I couldn’t imagine 71 people living on that narrow strip of dirty cement, much less 71 multi-generational families. There just wasn’t room. As my eyes ran down the length of the walk-way, I noticed piles of household belongings neatly stacked against the wall: boxes of pots and pans, clothing, blankets—everything these people owned.

A single stunted tree had broken through the pavement, providing the only spot of green in the landscape of cement. About 30 women and children gathered to sit under its sparse shade to talk with us. One woman kept busy breaking beans into a pot for supper, and I realized that we were sitting in her “kitchen.”

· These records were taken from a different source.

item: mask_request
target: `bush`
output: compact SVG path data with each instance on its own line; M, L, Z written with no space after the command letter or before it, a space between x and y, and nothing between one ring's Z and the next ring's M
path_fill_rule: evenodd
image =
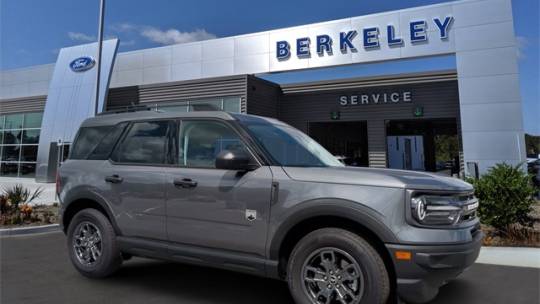
M32 192L20 184L3 189L0 195L0 224L17 225L30 220L33 208L29 203L38 198L42 192L41 188Z
M531 227L530 217L535 189L521 165L497 164L473 184L480 201L478 214L482 223L507 232L511 225Z

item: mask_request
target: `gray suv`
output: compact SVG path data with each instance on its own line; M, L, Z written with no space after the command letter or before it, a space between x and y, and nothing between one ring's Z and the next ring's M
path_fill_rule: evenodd
M87 119L57 192L85 276L149 257L285 280L299 304L427 302L483 237L465 182L346 167L283 122L226 112Z

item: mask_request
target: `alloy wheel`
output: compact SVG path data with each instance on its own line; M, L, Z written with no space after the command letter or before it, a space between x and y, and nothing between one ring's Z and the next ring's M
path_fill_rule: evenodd
M357 304L364 294L360 264L333 247L315 250L302 267L304 292L315 304Z

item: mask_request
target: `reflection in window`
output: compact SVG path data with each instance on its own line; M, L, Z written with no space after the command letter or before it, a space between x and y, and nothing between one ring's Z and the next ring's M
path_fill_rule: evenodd
M247 153L238 135L214 121L184 121L180 133L179 164L186 167L215 168L223 150Z
M113 160L121 163L164 164L169 121L134 123Z
M43 113L0 115L0 176L33 177Z
M177 101L157 104L156 108L165 112L227 111L240 113L240 97L217 97L189 101Z

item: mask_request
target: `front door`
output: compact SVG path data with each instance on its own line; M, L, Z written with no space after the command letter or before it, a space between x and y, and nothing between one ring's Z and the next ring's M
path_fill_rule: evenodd
M216 169L216 156L222 150L250 154L224 122L181 123L178 167L164 171L169 240L264 256L271 171L264 166L250 172Z

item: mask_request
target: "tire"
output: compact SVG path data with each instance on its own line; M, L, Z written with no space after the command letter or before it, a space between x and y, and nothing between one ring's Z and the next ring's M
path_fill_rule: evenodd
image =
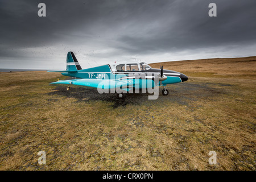
M167 89L163 89L162 90L162 94L163 96L167 96L169 94L169 91Z

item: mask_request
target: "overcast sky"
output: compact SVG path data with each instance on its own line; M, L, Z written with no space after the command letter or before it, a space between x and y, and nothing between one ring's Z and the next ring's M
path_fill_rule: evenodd
M255 0L0 0L0 68L256 56L255 22Z

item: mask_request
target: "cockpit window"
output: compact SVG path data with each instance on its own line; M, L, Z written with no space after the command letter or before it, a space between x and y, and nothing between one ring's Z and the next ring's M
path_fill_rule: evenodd
M151 67L146 63L142 62L139 63L139 64L142 71L146 71L151 68Z
M138 64L126 64L126 71L128 72L138 71L139 67L138 67Z
M117 72L125 72L125 64L118 64L117 66L115 67L115 69L117 69Z

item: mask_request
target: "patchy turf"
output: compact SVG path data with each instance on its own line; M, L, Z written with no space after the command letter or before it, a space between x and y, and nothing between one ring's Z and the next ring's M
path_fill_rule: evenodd
M156 100L49 86L58 73L1 73L0 169L255 170L256 80L229 71L187 73Z

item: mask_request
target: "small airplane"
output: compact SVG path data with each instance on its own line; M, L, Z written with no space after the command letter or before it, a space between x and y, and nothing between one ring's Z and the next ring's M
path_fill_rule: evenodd
M134 88L153 88L163 86L162 92L167 96L169 91L167 84L184 82L188 78L185 75L171 70L152 68L144 62L128 61L115 63L99 67L82 69L72 52L67 55L67 69L65 71L48 71L48 72L61 72L64 76L75 77L76 79L59 80L50 84L68 84L102 89L115 89L118 98L124 98L125 93L130 93ZM78 79L76 79L78 78ZM147 80L150 82L143 82ZM144 83L144 84L143 84ZM115 89L117 89L115 90ZM67 90L69 86L67 87Z

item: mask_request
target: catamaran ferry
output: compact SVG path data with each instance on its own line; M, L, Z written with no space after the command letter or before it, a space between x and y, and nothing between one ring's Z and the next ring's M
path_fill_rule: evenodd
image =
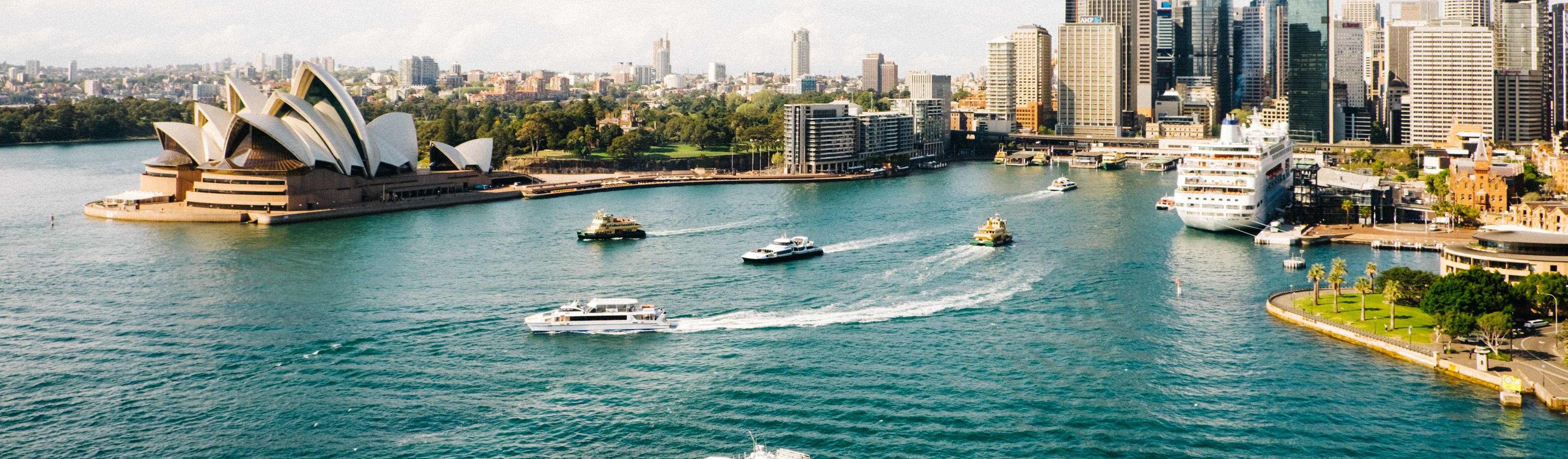
M1176 177L1176 213L1190 227L1228 232L1267 226L1290 199L1289 125L1242 127L1236 116L1220 125L1220 139L1193 144Z

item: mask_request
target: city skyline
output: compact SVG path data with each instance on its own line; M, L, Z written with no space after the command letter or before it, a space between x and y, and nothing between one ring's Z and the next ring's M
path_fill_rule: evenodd
M502 3L452 9L389 2L378 14L364 14L354 6L310 5L320 17L343 17L343 22L303 27L279 11L296 11L292 6L307 5L304 2L224 8L176 2L188 5L171 5L172 9L209 11L213 20L193 22L114 2L3 5L0 61L39 60L44 66L64 66L75 60L82 67L124 67L223 58L243 63L259 52L292 52L295 56L331 55L345 66L376 69L394 67L408 55L430 55L467 69L599 72L618 61L651 64L643 61L649 56L649 44L668 34L671 42L681 44L671 52L671 70L677 74L701 74L709 61L728 63L731 72L787 74L790 31L806 28L812 34L812 70L818 75L858 75L867 52L897 56L903 69L964 74L985 66L985 41L997 33L1019 23L1055 30L1063 17L1060 3L964 6L963 20L939 23L946 31L931 34L903 25L956 17L950 5L914 2L877 14L844 14L842 6L826 2L789 6L585 2L571 13L552 14ZM88 9L97 11L93 17L113 20L83 20L80 13ZM535 45L541 42L549 45Z

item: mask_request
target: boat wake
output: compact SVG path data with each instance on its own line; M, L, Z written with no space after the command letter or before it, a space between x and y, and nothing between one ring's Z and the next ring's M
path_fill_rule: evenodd
M764 329L764 327L817 327L826 324L844 324L844 323L875 323L906 316L927 316L944 310L958 310L982 307L986 304L996 304L1013 298L1019 291L1030 290L1032 284L1040 280L1040 277L1013 279L1011 282L994 282L983 288L953 293L939 298L925 299L908 299L908 301L886 301L886 299L867 299L856 302L856 305L866 304L887 304L891 305L873 305L873 307L818 307L818 309L803 309L789 312L756 312L742 310L721 313L709 318L687 318L681 320L671 332L702 332L702 331L718 331L718 329Z
M726 229L754 226L754 224L759 224L759 222L764 222L764 221L779 219L779 218L782 218L782 216L776 216L775 215L775 216L748 218L748 219L742 219L742 221L732 221L732 222L726 222L726 224L715 224L715 226L706 226L706 227L690 227L690 229L677 229L677 230L657 230L657 232L651 230L651 232L648 232L648 235L651 235L651 237L673 237L673 235L684 235L684 233L717 232L717 230L726 230Z
M881 244L913 241L914 238L919 238L919 237L920 237L920 232L906 232L906 233L884 235L884 237L877 237L877 238L844 241L844 243L837 243L837 244L822 246L822 252L823 254L848 252L848 251L858 251L858 249L866 249L866 248L875 248L875 246L881 246Z
M1046 199L1046 197L1062 196L1062 194L1063 194L1062 191L1040 190L1040 191L1033 191L1033 193L1024 193L1024 194L1019 194L1019 196L1013 196L1013 197L1008 197L1005 201L1007 202L1030 202L1030 201L1041 201L1041 199Z
M967 244L966 246L956 246L956 248L942 251L941 254L916 260L914 263L909 263L911 268L889 269L889 271L883 273L883 279L887 279L887 280L913 280L914 284L919 284L919 282L931 280L936 276L942 276L942 274L952 273L952 271L955 271L958 268L963 268L964 265L969 265L969 263L972 263L975 260L989 257L994 252L996 252L996 248L967 246Z

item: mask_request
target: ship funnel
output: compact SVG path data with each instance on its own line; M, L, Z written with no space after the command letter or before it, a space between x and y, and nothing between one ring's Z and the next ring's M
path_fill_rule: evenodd
M1239 144L1242 143L1242 122L1236 119L1236 114L1226 114L1225 121L1220 121L1220 143L1221 144Z

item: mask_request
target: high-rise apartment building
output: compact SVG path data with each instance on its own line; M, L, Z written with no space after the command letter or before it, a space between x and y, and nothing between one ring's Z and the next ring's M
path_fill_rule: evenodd
M1286 5L1284 0L1253 0L1242 8L1242 22L1237 25L1242 39L1237 50L1237 92L1245 108L1262 105L1284 94L1284 42Z
M1328 0L1292 0L1287 8L1286 97L1290 138L1328 143L1334 138L1334 94L1328 63Z
M1496 42L1490 28L1468 23L1443 19L1410 31L1411 143L1444 141L1455 124L1493 133Z
M789 77L797 80L811 75L811 31L797 28L789 39Z
M1019 25L1013 41L1013 117L1025 132L1035 132L1049 121L1051 88L1055 85L1051 31L1040 25Z
M861 161L855 128L861 107L784 105L784 169L790 174L842 172Z
M1491 23L1490 0L1443 0L1443 19L1469 19L1469 25Z
M878 91L878 92L883 91L881 64L883 64L881 53L867 53L866 58L861 58L861 89Z
M1063 23L1057 31L1057 133L1120 136L1124 94L1120 23Z
M281 67L279 67L281 70ZM441 66L430 56L408 56L397 63L398 86L430 86L436 85Z
M1515 143L1551 138L1552 22L1546 0L1496 0L1493 13L1497 41L1494 133Z
M1013 41L999 36L986 42L986 72L985 72L985 110L993 113L997 119L1008 121L1013 119L1013 107L1016 107L1018 99L1013 94L1013 85L1018 81L1016 69L1013 67Z
M654 78L662 80L670 75L670 38L654 41Z

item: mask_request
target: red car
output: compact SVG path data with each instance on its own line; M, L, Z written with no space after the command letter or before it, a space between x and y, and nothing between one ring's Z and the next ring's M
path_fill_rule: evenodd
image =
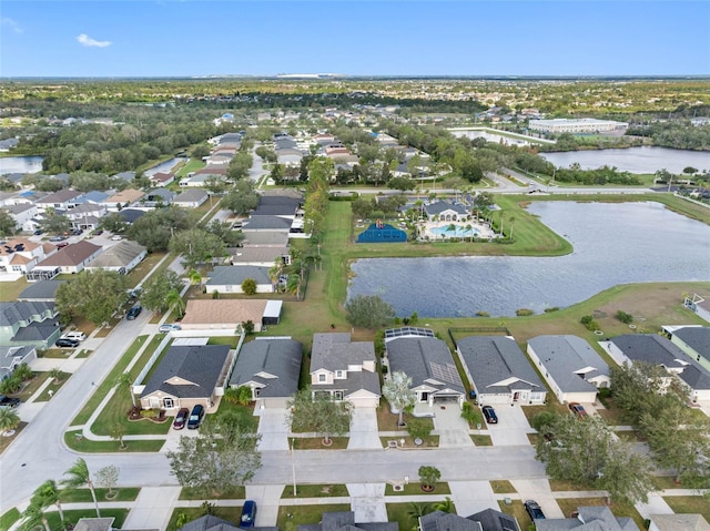
M185 422L187 421L187 416L190 415L190 410L187 408L182 408L175 415L175 420L173 420L173 429L181 430L185 427Z
M569 402L569 410L575 413L578 419L584 419L587 416L587 411L581 404Z

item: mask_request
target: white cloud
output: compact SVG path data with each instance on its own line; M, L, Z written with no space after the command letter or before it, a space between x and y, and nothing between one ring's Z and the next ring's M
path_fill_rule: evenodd
M22 33L22 28L20 28L20 24L18 24L12 19L8 19L7 17L2 17L2 19L0 19L0 25L6 25L10 28L12 31L14 31L16 33Z
M111 41L97 41L89 37L87 33L82 33L77 37L77 40L84 47L89 48L106 48L111 45Z

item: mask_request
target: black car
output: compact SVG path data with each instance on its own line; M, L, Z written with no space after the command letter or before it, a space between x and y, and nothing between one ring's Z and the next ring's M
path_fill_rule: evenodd
M530 519L532 521L545 519L545 513L542 512L542 509L540 509L540 506L537 503L537 501L528 500L524 503L524 506L525 510L528 511L528 514L530 515Z
M204 408L197 404L194 408L192 408L192 412L187 418L187 429L196 430L197 428L200 428L200 425L202 423L203 418L204 418Z
M68 337L60 337L54 343L58 347L71 347L77 348L79 346L79 341L77 339L69 339Z
M125 316L126 319L129 320L133 320L135 319L139 315L141 315L141 312L143 312L143 307L140 305L135 305L133 306L131 309L129 309L128 315Z
M484 417L486 417L486 422L488 422L489 425L498 423L498 416L496 415L496 410L494 408L491 408L490 406L484 406L480 409L484 412Z
M19 398L10 398L0 395L0 408L17 408L21 404Z

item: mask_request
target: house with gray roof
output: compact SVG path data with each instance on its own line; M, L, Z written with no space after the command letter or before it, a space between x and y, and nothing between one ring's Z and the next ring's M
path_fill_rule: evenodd
M233 355L229 345L172 346L143 386L134 386L143 409L212 408L222 395Z
M60 335L54 303L0 303L0 346L49 348Z
M660 365L680 378L690 389L690 398L710 400L710 371L673 345L667 337L656 334L626 334L611 338L609 354L621 362L645 361Z
M682 326L670 335L673 345L710 370L710 327Z
M417 401L428 406L464 402L466 389L446 343L417 333L385 338L385 349L389 372L402 371L412 378Z
M248 387L255 407L285 408L298 390L303 345L290 337L256 338L240 350L230 387Z
M609 387L609 366L581 337L537 336L528 355L562 404L592 404L599 387Z
M465 337L456 353L478 404L545 404L547 387L511 337Z
M297 531L399 531L397 522L355 522L353 511L324 512L321 523L302 523Z
M311 390L348 400L356 408L376 408L382 389L373 341L353 341L349 333L313 335Z
M577 518L542 518L536 531L639 531L630 517L615 517L607 506L579 507ZM680 528L678 528L680 529Z
M469 517L434 511L419 517L420 531L520 531L515 517L486 509Z
M207 293L244 293L242 283L252 278L256 282L256 293L273 293L274 285L268 276L268 269L270 267L250 265L215 266L207 273L210 279L204 286Z
M148 255L148 249L136 242L123 239L116 245L105 249L97 259L85 268L89 270L114 270L126 275L139 265Z

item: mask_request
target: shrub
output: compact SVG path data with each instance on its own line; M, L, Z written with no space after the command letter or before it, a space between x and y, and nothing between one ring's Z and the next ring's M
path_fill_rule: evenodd
M631 323L633 323L633 316L631 314L627 314L621 309L616 313L616 318L619 319L625 325L630 325Z

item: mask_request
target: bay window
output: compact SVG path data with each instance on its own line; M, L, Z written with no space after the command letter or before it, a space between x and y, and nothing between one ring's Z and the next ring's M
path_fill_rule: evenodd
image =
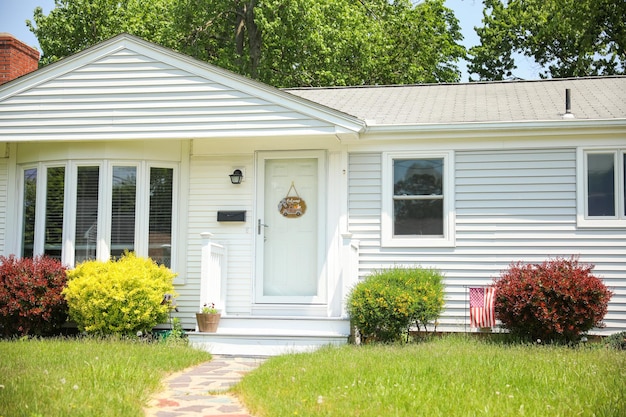
M172 266L175 167L67 161L22 167L21 255L66 265L125 251Z

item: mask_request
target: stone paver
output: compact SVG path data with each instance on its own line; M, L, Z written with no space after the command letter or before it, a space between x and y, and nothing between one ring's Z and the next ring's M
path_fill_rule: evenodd
M154 395L146 417L252 417L239 400L226 391L265 358L218 356L165 379L165 390Z

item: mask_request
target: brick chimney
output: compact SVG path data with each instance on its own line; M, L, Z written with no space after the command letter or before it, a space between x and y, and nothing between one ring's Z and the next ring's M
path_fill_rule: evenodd
M10 33L0 33L0 84L35 71L38 63L39 51Z

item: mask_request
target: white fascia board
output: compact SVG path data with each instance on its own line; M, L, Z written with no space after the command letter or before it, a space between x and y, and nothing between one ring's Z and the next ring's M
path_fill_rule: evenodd
M432 139L433 137L500 137L520 132L524 136L581 135L589 130L626 133L626 118L606 120L548 120L531 122L472 122L448 124L368 125L363 139Z

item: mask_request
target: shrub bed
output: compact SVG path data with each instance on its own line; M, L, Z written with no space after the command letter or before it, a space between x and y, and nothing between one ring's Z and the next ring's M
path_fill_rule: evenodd
M571 342L601 327L612 292L576 258L511 264L495 281L496 317L530 340Z
M0 257L0 333L46 336L67 319L62 295L67 277L60 261L48 257Z
M443 276L423 268L376 272L357 284L347 308L361 336L382 342L400 339L411 325L435 321L443 309Z

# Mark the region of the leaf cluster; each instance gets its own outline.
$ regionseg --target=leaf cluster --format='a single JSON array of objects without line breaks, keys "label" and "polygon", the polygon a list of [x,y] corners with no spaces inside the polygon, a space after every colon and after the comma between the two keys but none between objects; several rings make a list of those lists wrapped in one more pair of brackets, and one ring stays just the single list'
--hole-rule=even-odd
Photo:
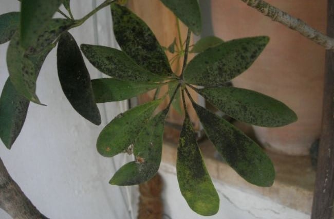
[{"label": "leaf cluster", "polygon": [[[184,57],[180,76],[172,70],[164,47],[148,26],[120,4],[123,1],[107,0],[78,20],[73,18],[69,0],[22,0],[21,12],[0,15],[0,43],[10,40],[7,56],[9,77],[0,98],[0,137],[10,149],[23,127],[29,102],[42,104],[35,94],[36,81],[46,56],[58,44],[57,68],[64,93],[73,108],[95,124],[101,123],[97,103],[126,100],[169,86],[162,98],[137,106],[111,121],[99,136],[97,150],[108,157],[124,152],[134,155],[135,160],[115,174],[111,184],[128,186],[150,179],[161,162],[164,125],[169,108],[173,104],[181,112],[180,106],[173,103],[182,102],[185,118],[176,167],[180,189],[192,209],[211,215],[218,210],[219,198],[196,140],[185,95],[191,99],[217,151],[242,177],[254,185],[267,187],[273,184],[275,172],[270,159],[256,143],[224,118],[198,105],[188,90],[194,90],[231,117],[256,125],[285,125],[296,121],[296,116],[285,104],[271,97],[226,86],[255,61],[268,43],[268,37],[224,42],[210,36],[190,49],[191,32],[199,34],[201,29],[197,1],[161,1],[190,30],[185,42],[180,40],[178,47],[175,39],[164,49],[173,53],[177,51],[178,56]],[[61,4],[69,17],[52,19]],[[121,50],[94,45],[79,47],[68,31],[108,5]],[[187,63],[189,52],[198,54]],[[91,80],[82,53],[109,77]],[[169,104],[157,112],[168,96]]]}]

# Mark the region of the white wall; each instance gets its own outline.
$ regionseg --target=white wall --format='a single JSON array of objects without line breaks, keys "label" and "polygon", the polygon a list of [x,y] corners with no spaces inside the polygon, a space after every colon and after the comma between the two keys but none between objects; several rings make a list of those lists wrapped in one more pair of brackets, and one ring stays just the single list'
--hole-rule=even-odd
[{"label": "white wall", "polygon": [[[80,18],[93,8],[92,0],[72,1],[73,14]],[[101,1],[99,1],[100,3]],[[14,0],[0,0],[0,14],[18,11]],[[116,46],[112,34],[109,8],[70,32],[81,43]],[[6,52],[8,43],[0,45],[0,89],[8,77]],[[72,108],[58,78],[56,49],[47,58],[37,84],[37,94],[47,106],[31,103],[21,134],[8,150],[0,143],[0,156],[10,174],[27,196],[52,218],[127,218],[124,188],[108,182],[124,163],[123,156],[114,160],[100,156],[96,139],[104,125],[126,109],[126,104],[99,105],[102,123],[95,125]],[[101,75],[88,62],[92,78]],[[0,218],[8,215],[0,210]]]}]

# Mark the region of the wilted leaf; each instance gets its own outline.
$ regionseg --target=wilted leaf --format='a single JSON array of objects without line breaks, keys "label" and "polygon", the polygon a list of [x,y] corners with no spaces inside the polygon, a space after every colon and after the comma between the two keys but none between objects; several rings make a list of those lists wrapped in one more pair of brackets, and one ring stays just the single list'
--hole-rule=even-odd
[{"label": "wilted leaf", "polygon": [[176,172],[181,193],[190,208],[205,216],[217,213],[219,197],[204,164],[187,112],[177,149]]},{"label": "wilted leaf", "polygon": [[47,26],[41,30],[41,33],[36,36],[36,40],[29,45],[26,51],[26,53],[35,54],[40,52],[46,47],[48,46],[59,35],[76,24],[76,21],[62,19],[52,19]]},{"label": "wilted leaf", "polygon": [[140,105],[121,113],[108,124],[100,133],[97,147],[105,157],[122,152],[134,143],[161,99]]},{"label": "wilted leaf", "polygon": [[208,137],[229,165],[249,182],[271,186],[275,170],[261,148],[224,119],[193,102],[193,106]]},{"label": "wilted leaf", "polygon": [[92,123],[101,124],[89,74],[80,49],[68,32],[63,33],[59,39],[57,67],[62,88],[73,108]]},{"label": "wilted leaf", "polygon": [[157,173],[161,160],[165,110],[152,119],[135,142],[136,161],[126,163],[115,174],[109,183],[118,186],[139,184]]},{"label": "wilted leaf", "polygon": [[209,48],[214,47],[224,42],[224,41],[222,40],[216,36],[206,36],[197,41],[194,45],[190,52],[202,52]]},{"label": "wilted leaf", "polygon": [[114,3],[111,8],[114,32],[122,50],[143,68],[173,76],[166,54],[147,25],[125,7]]},{"label": "wilted leaf", "polygon": [[[173,97],[173,95],[178,85],[178,82],[169,84],[168,93],[170,98]],[[178,88],[174,98],[172,101],[172,106],[179,114],[181,115],[183,114],[182,106],[181,106],[181,93],[180,92],[180,88]]]},{"label": "wilted leaf", "polygon": [[297,120],[284,103],[253,90],[233,87],[196,89],[217,108],[238,120],[265,127],[279,127]]},{"label": "wilted leaf", "polygon": [[102,46],[82,44],[81,50],[101,72],[120,80],[134,82],[158,82],[164,78],[144,69],[122,51]]},{"label": "wilted leaf", "polygon": [[202,30],[202,20],[197,0],[161,0],[195,34]]},{"label": "wilted leaf", "polygon": [[0,15],[0,44],[11,39],[19,24],[20,12],[9,12]]},{"label": "wilted leaf", "polygon": [[27,48],[34,45],[38,37],[49,25],[62,0],[22,0],[21,2],[21,42]]},{"label": "wilted leaf", "polygon": [[29,103],[29,100],[17,93],[8,78],[0,98],[0,138],[8,149],[21,131]]},{"label": "wilted leaf", "polygon": [[201,86],[222,85],[248,68],[269,40],[267,36],[243,38],[208,49],[188,64],[184,80]]},{"label": "wilted leaf", "polygon": [[106,103],[131,98],[160,87],[161,84],[101,78],[92,80],[91,85],[95,101],[97,103]]}]

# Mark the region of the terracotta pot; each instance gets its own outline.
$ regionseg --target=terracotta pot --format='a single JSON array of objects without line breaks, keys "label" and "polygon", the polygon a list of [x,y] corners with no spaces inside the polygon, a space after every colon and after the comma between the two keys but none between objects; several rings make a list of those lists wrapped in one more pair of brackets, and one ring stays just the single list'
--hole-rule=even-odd
[{"label": "terracotta pot", "polygon": [[[234,86],[280,100],[298,121],[278,128],[254,126],[265,147],[289,155],[306,155],[321,131],[325,49],[272,21],[241,1],[212,0],[215,34],[226,41],[265,35],[270,42],[254,64],[233,80]],[[267,1],[324,32],[325,0]]]}]

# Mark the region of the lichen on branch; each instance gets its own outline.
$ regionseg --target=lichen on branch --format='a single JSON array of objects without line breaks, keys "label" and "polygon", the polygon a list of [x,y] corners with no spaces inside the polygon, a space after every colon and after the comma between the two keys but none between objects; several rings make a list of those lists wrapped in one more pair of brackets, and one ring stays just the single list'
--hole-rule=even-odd
[{"label": "lichen on branch", "polygon": [[334,49],[334,39],[310,26],[301,20],[294,17],[263,0],[241,0],[274,21],[298,31],[303,36],[325,47]]}]

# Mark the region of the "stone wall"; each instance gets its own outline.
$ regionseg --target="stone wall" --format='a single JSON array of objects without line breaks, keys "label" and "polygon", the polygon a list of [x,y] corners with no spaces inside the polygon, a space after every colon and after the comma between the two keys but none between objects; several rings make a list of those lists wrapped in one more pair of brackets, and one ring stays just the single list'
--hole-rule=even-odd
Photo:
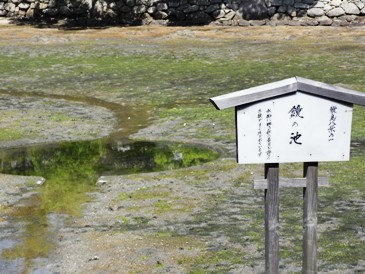
[{"label": "stone wall", "polygon": [[0,0],[0,16],[85,24],[346,26],[365,22],[365,0]]}]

“I’d be interested to hear where you all came from originally,” I asked, addressing the adults, hoping to hear some interesting stories. “Did you come to the city to find work? How did you end up living here?”

My question fell into a sea of blank stares as my audience pondered my question. Finally a voice spoke up. “We were born here. This sidewalk is our home. This is where our parents and grandparents were born … right here … on this sidewalk. This is where we are from.”

Chennai

Families pull together and care for each other while living on the street. (Marilee Pierce Dunker/WV)

Now it was my turn to ponder as the full meaning of her words sank in. The idea that the filthy, noisy, exposed patch of dirt and cement upon which we sat was the only home any of these people had ever known had not occurred to me.

During my time with World Vision, I have met many who were forced to live in doorways and alleyways…abandoned street children and youth running from abusive situations. I have met men and women made homeless by war or natural disaster, and people sick with AIDS or other diseases that made them outcasts. Others left their home to find a better life and discovered only greater hardship.

Almost everyone I have ever met came from somewhere else. But these people came from here. This was their home.